I declare partial success with much more aggressive connection, request, and transfer rate throttling in the embedded #nginx instance that serves my static page (plus the dynamic link maze that caught the stupid "AI" scraper bots...) behind #traefik (causing the TLS termination part to be overloaded and blocking authenticated users from legitimate access).

https://www.mayrhofer.eu.org/post/defenses-against-abusive-ai-scrapers/nginx-default.conf is the current rate limiting config, https://www.mayrhofer.eu.org/post/defenses-against-abusive-ai-scrapers has the explanations.

Something like https://blog.lrvt.de/configuring-crowdsec-with-traefik/ will probably have to be the next level of escalation to deal with the issue on a global level.

@rene_mobile I see a class action lawsuit... :-(
@rene_mobile someone has created a proxy to fight the AI bots : https://anubis.techaro.lol/
Anubis: Web AI Firewall Utility | Anubis

Weigh the soul of incoming HTTP requests to protect your website!

@rene_mobile In the end, we may need ip-range traffic-shaping stuff to just slow all users down to _user_ level usage. 🙁
@rene_mobile
To make the AI bot life miserable, install
anubis proof of work https://anubis.techaro.lol/
Or
checkpoint cryptographic challenge https://github.com/vaxerski/checkpoint
Or
nepenthes infinite maze https://zadzmo.org/code/nepenthes/
Or
quixotic nonsense generator
https://marcusb.org/hacks/quixotic.html
Anubis: Web AI Firewall Utility | Anubis

Weigh the soul of incoming HTTP requests to protect your website!

@gunstick I am using Quixotic right now instead of Nepenthes (because it was easier to get to run in my setup and seems quite a bit more efficient).

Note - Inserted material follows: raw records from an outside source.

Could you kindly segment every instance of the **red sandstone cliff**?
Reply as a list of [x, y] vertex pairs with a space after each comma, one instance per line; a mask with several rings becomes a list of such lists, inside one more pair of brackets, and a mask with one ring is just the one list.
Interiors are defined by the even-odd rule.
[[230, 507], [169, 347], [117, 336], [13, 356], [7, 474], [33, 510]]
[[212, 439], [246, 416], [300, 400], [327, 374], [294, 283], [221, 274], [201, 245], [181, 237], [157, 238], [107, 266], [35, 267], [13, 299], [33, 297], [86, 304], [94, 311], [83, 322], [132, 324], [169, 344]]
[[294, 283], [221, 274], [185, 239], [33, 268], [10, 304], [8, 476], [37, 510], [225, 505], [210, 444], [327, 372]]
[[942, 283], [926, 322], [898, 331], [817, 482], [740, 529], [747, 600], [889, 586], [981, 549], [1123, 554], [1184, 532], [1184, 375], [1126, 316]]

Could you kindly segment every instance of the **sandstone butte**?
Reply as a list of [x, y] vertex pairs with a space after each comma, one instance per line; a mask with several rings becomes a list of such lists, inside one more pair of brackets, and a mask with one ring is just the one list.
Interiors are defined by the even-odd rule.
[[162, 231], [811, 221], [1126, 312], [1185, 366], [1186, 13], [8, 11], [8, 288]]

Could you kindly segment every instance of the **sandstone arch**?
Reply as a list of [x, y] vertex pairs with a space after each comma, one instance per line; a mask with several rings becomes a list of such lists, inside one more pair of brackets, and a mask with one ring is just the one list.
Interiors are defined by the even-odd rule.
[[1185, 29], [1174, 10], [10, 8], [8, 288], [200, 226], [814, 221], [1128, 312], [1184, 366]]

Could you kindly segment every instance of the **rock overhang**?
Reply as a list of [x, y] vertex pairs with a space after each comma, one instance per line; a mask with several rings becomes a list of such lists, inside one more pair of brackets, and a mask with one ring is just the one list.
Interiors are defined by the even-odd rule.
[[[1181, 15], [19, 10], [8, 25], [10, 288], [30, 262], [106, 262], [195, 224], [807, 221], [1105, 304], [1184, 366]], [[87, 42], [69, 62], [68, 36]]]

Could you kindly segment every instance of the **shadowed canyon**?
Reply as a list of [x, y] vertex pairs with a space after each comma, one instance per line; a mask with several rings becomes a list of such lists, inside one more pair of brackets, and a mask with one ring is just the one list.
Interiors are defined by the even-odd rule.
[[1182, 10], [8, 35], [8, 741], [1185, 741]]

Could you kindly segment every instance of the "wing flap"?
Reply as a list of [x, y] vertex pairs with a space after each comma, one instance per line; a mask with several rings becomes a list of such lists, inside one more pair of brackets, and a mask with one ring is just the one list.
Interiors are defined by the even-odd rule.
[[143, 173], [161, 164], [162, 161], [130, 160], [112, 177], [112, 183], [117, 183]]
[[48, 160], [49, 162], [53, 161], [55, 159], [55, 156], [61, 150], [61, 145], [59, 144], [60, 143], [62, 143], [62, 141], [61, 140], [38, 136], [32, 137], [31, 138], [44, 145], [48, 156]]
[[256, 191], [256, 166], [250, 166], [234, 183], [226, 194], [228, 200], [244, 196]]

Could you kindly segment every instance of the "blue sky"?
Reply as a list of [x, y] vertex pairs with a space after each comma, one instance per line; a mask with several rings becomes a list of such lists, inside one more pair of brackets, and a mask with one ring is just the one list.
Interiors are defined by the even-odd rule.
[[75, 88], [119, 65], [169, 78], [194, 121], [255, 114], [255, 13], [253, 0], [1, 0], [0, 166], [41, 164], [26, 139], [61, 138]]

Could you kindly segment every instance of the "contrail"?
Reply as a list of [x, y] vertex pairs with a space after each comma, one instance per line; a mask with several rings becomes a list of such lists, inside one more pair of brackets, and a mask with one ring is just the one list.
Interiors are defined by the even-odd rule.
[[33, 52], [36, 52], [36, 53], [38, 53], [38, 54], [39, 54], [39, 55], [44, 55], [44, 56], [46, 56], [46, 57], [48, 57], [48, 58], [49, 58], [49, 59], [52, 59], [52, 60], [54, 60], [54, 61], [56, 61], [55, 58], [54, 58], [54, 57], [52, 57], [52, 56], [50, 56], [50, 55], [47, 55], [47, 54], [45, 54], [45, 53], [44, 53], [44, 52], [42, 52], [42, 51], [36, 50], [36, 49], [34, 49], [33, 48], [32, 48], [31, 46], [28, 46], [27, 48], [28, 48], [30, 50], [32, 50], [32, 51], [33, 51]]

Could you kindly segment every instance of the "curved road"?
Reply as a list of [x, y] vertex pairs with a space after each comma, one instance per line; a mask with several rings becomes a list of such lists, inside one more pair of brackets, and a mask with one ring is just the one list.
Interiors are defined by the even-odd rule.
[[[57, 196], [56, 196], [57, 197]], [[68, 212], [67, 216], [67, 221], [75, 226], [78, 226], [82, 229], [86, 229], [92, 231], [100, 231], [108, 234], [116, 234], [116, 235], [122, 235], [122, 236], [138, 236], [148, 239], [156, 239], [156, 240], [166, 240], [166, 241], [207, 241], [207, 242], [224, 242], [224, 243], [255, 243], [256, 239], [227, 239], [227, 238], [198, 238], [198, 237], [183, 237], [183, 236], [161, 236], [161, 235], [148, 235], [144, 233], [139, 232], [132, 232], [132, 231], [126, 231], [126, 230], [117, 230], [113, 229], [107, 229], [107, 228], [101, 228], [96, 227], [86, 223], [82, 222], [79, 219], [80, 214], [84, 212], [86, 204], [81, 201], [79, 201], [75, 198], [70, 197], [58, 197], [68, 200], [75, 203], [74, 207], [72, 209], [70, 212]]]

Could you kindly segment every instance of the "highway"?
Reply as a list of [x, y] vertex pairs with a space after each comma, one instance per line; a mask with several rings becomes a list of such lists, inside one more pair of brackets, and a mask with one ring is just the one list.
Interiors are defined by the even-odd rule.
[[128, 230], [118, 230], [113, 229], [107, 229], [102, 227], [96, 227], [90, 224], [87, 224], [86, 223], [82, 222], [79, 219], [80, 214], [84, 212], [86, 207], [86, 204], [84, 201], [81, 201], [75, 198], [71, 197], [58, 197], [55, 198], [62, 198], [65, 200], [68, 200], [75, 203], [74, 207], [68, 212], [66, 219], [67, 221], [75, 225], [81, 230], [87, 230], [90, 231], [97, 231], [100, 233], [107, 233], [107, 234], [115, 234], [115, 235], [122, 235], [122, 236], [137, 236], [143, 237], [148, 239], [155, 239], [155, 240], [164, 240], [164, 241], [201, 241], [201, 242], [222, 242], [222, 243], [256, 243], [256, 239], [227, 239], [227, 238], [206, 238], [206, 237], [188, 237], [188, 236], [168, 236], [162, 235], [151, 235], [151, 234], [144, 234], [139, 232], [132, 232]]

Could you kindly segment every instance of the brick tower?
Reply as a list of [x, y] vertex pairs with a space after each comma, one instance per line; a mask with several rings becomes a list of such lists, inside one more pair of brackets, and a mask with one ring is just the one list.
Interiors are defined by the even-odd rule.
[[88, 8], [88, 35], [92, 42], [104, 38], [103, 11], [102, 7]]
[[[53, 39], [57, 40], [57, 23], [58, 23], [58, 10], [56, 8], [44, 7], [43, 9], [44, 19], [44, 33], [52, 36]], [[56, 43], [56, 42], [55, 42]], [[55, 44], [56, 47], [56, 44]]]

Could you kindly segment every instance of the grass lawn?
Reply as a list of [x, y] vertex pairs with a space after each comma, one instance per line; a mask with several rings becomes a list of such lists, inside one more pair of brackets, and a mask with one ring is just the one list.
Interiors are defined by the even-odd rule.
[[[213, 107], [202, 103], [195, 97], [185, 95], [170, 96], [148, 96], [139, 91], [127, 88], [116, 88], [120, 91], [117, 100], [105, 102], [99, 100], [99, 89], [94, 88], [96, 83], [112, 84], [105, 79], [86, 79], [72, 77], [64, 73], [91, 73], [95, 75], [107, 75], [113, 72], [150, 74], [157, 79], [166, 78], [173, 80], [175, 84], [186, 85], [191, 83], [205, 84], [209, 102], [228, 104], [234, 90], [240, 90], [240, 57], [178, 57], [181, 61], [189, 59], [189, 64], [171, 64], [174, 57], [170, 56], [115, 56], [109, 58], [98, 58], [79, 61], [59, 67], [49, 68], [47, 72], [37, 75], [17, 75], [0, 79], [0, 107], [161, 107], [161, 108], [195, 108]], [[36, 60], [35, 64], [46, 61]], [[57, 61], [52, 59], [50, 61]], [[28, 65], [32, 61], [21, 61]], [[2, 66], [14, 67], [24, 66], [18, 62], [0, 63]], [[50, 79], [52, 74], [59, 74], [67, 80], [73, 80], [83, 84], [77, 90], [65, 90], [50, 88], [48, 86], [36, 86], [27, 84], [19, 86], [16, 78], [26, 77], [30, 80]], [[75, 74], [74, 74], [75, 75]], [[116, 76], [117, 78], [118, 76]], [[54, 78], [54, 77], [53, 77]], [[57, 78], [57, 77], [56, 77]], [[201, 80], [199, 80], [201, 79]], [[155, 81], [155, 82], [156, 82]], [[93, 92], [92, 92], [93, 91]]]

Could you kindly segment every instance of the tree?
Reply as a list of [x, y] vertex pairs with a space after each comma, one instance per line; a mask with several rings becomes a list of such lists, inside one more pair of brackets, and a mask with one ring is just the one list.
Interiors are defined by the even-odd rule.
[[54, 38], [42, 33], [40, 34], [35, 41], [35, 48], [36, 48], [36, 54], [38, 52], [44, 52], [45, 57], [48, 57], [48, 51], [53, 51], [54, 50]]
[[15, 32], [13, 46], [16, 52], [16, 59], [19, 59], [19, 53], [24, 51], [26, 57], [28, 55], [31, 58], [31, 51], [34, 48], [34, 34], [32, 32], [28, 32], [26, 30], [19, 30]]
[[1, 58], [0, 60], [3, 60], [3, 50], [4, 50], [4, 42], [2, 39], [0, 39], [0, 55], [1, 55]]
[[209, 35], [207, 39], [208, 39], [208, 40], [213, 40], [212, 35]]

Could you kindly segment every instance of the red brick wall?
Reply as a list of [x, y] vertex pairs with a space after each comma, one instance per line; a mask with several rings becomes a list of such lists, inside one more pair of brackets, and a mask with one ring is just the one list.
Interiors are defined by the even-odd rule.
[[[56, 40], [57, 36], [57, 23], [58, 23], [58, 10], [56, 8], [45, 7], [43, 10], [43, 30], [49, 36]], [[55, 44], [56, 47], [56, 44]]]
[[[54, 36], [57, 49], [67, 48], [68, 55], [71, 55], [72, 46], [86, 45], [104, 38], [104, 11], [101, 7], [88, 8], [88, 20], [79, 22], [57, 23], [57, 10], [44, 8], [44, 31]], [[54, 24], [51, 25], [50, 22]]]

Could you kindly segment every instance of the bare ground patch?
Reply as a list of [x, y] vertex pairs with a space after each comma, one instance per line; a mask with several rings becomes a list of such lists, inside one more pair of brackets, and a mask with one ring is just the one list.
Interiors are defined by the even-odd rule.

Not sure if Anubis or Checkpoint work without Javascript support - I am trying to keep my (static) webpage completely usable without client-side code execution so far. If a site doesn't have the constraint, they will probably work very well...

@rene_mobile i'm curious: do they at least have a proper user agent, or just chrome as it's probably a puppeteer/selenium thing?

My suggestion: You embed a script that gets blocked by easylist - and anyone who hits it gets blocklisted for 10 minutes + forwarded to google via js.

I'd asume even jsblocking crawlers would still try to open the js - unlick jsblockers or adblockers.

@rnbwdsh User agent strings seem to be intentionally misleading. Some examples I see:
"Mozilla/5.0 (X11; U; Linux armv7l; en-GB; rv:1.9.2.3pre) Gecko/20100723 Firefox/3.6.11", "Mozilla/5.0 (Windows; U; Windows NT 5.2; en-US) AppleWebKit/533.4 (KHTML, like Gecko) Chrome/5.0.375.99 Safari/533.4", "Mozilla/5.0 (Macintosh; U; PPC Mac OS X; en) AppleWebKit/418 (KHTML, like Gecko) Safari/417.9.2", Mozilla/5.0 (X11; U; Linux i686; en-US) AppleWebKit/534.16 (KHTML, like Gecko) Chrome/10.0.648.134 Safari/534.16", "Mozilla/5.0 (Windows NT 6.1; WOW64; rv:2.0b6pre) Gecko/20100903 Firefox/4.0b6pre", etc.

That's part of why I am calling them out as illegal, malicious DDoS.